A federal jury on Friday convicted former Republican U.S. Rep. David Rivera of Florida and political consultant Esther Nuhfer of secretly working as foreign agents for Venezuela’s government in 2017 and 2018, capping a five-week trial that featured testimony from Secretary of State Marco Rubio against his longtime friend and former roommate.
At the heart of the case was a $50 million contract that Rivera’s firm, Interamerican Consulting, signed in March 2017 with PDV USA, the U.S. subsidiary of Venezuela’s state-run oil company, The New York Times reported. Prosecutors said Rivera was hired to lobby members of Congress and the White House for a normalization of U.S.-Venezuela relations on behalf of Maduro’s government, at a time when Caracas was facing economic collapse and U.S. sanctions.
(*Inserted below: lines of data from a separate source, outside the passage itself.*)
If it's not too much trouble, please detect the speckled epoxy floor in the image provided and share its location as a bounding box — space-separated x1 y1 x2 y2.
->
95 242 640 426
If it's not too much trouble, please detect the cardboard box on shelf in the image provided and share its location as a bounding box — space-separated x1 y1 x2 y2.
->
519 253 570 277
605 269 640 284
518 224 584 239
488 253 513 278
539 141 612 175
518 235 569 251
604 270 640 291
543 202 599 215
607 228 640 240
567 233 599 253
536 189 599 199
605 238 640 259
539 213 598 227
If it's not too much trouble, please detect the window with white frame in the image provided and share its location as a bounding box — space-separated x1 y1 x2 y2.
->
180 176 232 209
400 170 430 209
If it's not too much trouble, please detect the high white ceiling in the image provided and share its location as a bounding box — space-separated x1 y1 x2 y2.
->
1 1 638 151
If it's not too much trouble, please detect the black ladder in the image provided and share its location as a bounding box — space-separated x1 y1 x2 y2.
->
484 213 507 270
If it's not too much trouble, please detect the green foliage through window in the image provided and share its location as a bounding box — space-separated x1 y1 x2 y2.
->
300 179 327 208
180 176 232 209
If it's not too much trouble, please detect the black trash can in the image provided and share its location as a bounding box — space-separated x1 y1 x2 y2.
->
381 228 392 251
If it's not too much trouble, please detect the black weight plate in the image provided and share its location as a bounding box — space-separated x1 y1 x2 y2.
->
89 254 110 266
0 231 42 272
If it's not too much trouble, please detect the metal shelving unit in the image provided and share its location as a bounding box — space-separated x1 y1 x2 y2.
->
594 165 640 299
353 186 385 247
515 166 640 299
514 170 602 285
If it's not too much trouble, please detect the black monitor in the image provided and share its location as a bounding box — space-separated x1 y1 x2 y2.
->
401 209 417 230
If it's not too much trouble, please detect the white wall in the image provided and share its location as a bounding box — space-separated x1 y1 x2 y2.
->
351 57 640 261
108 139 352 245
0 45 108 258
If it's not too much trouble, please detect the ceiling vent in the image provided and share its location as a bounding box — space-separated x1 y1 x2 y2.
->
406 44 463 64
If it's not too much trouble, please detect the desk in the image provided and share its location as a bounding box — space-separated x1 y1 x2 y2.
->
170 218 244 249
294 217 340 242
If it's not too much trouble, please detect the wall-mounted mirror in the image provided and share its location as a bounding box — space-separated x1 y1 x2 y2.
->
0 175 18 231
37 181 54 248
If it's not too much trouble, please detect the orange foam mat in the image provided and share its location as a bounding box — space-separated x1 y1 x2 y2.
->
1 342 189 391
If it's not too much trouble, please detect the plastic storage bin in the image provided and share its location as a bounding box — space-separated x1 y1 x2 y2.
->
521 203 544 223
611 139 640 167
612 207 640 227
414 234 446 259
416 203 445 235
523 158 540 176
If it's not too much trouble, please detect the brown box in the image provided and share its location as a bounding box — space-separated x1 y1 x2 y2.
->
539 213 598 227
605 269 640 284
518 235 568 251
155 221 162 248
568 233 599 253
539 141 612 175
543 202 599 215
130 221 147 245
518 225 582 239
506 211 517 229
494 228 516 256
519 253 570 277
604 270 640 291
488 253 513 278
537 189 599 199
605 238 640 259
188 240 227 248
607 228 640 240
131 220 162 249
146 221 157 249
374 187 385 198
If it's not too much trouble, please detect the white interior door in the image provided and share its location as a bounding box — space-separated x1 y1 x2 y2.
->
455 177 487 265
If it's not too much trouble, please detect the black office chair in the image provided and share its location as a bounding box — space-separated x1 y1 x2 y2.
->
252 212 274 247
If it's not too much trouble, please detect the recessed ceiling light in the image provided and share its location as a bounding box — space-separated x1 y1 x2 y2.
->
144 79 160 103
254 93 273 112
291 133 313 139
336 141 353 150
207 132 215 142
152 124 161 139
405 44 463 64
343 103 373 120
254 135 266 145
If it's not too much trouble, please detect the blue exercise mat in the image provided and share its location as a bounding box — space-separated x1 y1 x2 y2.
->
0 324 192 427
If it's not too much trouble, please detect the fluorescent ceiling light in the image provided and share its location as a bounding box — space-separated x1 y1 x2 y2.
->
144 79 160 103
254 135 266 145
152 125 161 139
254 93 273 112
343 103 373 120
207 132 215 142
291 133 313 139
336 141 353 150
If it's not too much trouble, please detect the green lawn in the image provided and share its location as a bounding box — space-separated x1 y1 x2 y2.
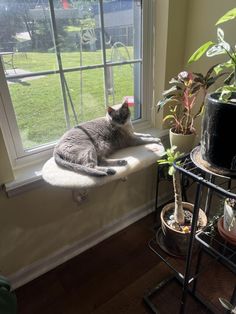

Nicolás Maduro’s government and then-Foreign Minister Delcy Rodríguez authorized about $20 million in payments before the deal collapsed in late 2017, the Miami Herald said. Rivera then split the proceeds with Nuhfer and two other men: Miami businessman Hugo Perera, a convicted drug trafficker who cooperated with prosecutors, and Venezuelan television network owner Raul Gorrín, who had access to Maduro and Rodríguez.
“These convictions expose a simple truth: the defendants sold access and influence to a hostile foreign regime for money,” Jason Reding Quiñones, the U.S. attorney for the Southern District of Florida, said in a statement quoted by the Times. “In South Florida, where so many families fled communist oppression, that kind of betrayal carries real weight.”
Rivera still faces a separate federal tax case tied to the foreign-agent matter, as well as another foreign-agent indictment in Washington alleging he lobbied a Trump administration official between 2019 and 2020 on behalf of Gorrín, who allegedly paid Rivera $5.5 million while seeking removal from a U.S. sanctions list, according to the Herald.